Describe your current practice as a photographer…
what do you look for in your images?
I’m drawn to imagery that not only holds a strange aesthetic, but also invokes an interesting thought. I aspire for my work to possess those qualities, whether they are photographs, collages or curatorial work. To me, art is ultimately a form of communication, and I’m generally interested in an exchange that is insightful and will hopefully blow me away. As an artist, it’s important for my work to linger and resonate in our minds, even if just for a few seconds.
So what about recent collages and your curatorial work?
Have you been busy creating more collages?
For the moment, I’m not working on any new collages. I still collect found imagery for their aesthetic qualities, which I may or may not use for collage work.
You’ve also stated that you’ve been heavily inspired by written words and authors – how so? How does reading Schopenhauer or Thacker translate to creating a new set of images?
I’m fascinated by concepts of the unknown, whether they are fictitious, religious or scientific. Some of the writings of Thacker and Schopenhauer tread this topic (the unknown) as a naturally desirable, yet unattainable goal. For instance, in Thacker’s In the Dust of this Planet, he elaborates our use of the horror genre (in films or books) as a tendency to rationally grasp the unknown. Visually, this takes the form of irregular and dynamic states of matter such as mist or “ooze”, which are of course discussed. Further, transcendent boundaries such as the “inner circle” are also explored. I find these insights absolutely beautiful, and I visually explore it in some of my work.
To which degree are horror flicks an influence as well?
Got an example?
I’m a horror flick buff no doubt, however the film directors who have inspired me have a more surrealist approach. David Lynch, Stanley Kubrick and Ingmar Bergman are a few examples. I aesthetically find some of their films as a magically dark and luminous world, which I visually resonate with. I’d hope to produce some of those qualities in my work.
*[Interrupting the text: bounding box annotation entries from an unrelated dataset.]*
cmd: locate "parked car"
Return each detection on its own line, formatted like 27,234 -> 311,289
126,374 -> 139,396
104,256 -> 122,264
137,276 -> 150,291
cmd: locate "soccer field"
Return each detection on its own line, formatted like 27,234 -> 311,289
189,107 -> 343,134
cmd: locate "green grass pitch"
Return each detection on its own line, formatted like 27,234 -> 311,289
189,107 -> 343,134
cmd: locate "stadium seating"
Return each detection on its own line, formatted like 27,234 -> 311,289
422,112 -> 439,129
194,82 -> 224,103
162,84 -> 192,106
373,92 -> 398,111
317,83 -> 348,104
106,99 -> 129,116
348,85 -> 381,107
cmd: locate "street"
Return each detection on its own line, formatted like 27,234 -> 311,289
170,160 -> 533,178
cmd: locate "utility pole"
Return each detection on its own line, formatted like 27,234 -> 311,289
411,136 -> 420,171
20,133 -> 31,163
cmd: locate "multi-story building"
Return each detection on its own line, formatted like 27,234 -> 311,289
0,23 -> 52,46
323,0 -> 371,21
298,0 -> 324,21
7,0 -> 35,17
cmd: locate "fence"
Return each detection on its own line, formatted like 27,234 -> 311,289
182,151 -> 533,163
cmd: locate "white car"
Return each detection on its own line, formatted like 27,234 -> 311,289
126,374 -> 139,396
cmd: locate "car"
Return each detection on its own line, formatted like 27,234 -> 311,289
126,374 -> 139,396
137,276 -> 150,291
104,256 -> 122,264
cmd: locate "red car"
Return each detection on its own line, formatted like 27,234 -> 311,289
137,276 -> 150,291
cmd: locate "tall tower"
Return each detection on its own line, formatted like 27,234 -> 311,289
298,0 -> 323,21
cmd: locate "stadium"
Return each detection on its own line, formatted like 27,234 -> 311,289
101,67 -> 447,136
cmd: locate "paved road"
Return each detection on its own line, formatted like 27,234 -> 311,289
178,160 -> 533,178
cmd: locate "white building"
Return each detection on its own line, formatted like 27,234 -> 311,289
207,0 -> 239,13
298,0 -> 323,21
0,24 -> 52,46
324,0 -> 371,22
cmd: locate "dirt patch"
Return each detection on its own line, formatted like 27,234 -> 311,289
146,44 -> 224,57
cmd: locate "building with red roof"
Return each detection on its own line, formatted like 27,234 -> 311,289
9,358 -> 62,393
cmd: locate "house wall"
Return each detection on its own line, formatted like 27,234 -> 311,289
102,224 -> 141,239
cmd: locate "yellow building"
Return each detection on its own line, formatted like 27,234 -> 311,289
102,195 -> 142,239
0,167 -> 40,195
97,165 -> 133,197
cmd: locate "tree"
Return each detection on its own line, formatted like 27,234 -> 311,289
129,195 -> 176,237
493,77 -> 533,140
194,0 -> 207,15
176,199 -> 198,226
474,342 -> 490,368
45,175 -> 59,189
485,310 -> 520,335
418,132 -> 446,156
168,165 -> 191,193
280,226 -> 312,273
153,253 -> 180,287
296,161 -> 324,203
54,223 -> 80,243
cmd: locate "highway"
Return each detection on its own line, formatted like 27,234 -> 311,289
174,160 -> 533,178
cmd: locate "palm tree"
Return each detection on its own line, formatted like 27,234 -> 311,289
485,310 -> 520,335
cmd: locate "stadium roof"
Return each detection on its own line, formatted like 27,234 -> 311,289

Ever thought of becoming a professional crime scene photographer?
Definitely, albeit briefly. I’ve also dwelled on becoming a neurologist, photojournalist, and even a qualitative researcher on mystical cognitive states. I guess there’s still that element in me that aspires what I’ll be when I grow up. It’s in my bones to not only creatively express myself, but also learn and help my fellow humans in distress, which is why I currently work as a nurse and massage therapist.
What are your goals in photography then? Still not interested in gallery shows?
I was recently part of a group show in Rome where one of my collages sold out, which is nice to know I guess. There’s a couple of photographic projects I wish to pursue, which are definite goals. I’m also looking to eventually self-publish my own work and perhaps curate a separate publication of my own as well.
Nice. What else is on the horizon?
Love, family, good food, and growth.